Not much has changed about human rights in Nigeria since 1967 – Amnesty
May 28, 2021
Amnesty International has accused the Nigerian government of not taking adequate measures to protect its citizens, a situation it said is emboldening perpetrators of injustice.
In a statement marking its 60th anniversary, the human rights organisation says the West African nation has had a long history of human rights abuses.
“Not much has changed about human rights in Nigeria since 1967 and the concerns remain flagrant disregard for human rights, failure of authorities to protect the people, threats to human rights including the right to freedom of expression, suppression of dissenting voices, and lack of accountability,” the organisation’s Director in Nigeria, Ossai Ojigho, said.
“Incessant killings and the stunning failure of the authorities to end them and bring suspected perpetrators to justice have been and continues to be a threat to the right to life in Nigeria.”

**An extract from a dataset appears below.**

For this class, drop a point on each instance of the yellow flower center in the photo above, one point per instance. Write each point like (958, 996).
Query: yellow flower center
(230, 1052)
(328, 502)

While lamenting that Nigeria’s civic space is shrinking, Amnesty International faulted the incessant clampdown on protesters, describing that as a major violation of people’s rights.
“Protest is not a crime and Nigerians must be able to assemble peacefully and express themselves without fear,” Ojigho explained.
“We are concerned that the civic space is shrinking and the fear of violence by security forces and sponsored thugs are undermining the right to peaceful protest and having a profound impact on other human rights.”
The Nigerian police and other security forces have been repeatedly accused of rights violations.
According to Amnesty, the use of excessive force by the police remains a menace, and authorities have continued to pay lip service to the reformation of the security outfit.
“All the claims of reforming the police turned out to be ineffective. Despite the systemic human rights violations perpetrated by the Special Anti-Robbery Squad (SARS) no one has been held accountable,” it said, adding that the government has failed “in its constitutional and international human rights obligations to ensure access to justice for victims” of rape and abuses.
The body which reiterated its commitment to the protection and promotion of human rights called on governments at all levels to invest more in people’s welfare, prioritise education, and the provision of other basic amenities.
“Leaders must be accountable to the people and must also listen to what they are saying.
“At 60 Amnesty International is geared to do more for the protection and promotion of human rights,” Ojigho said.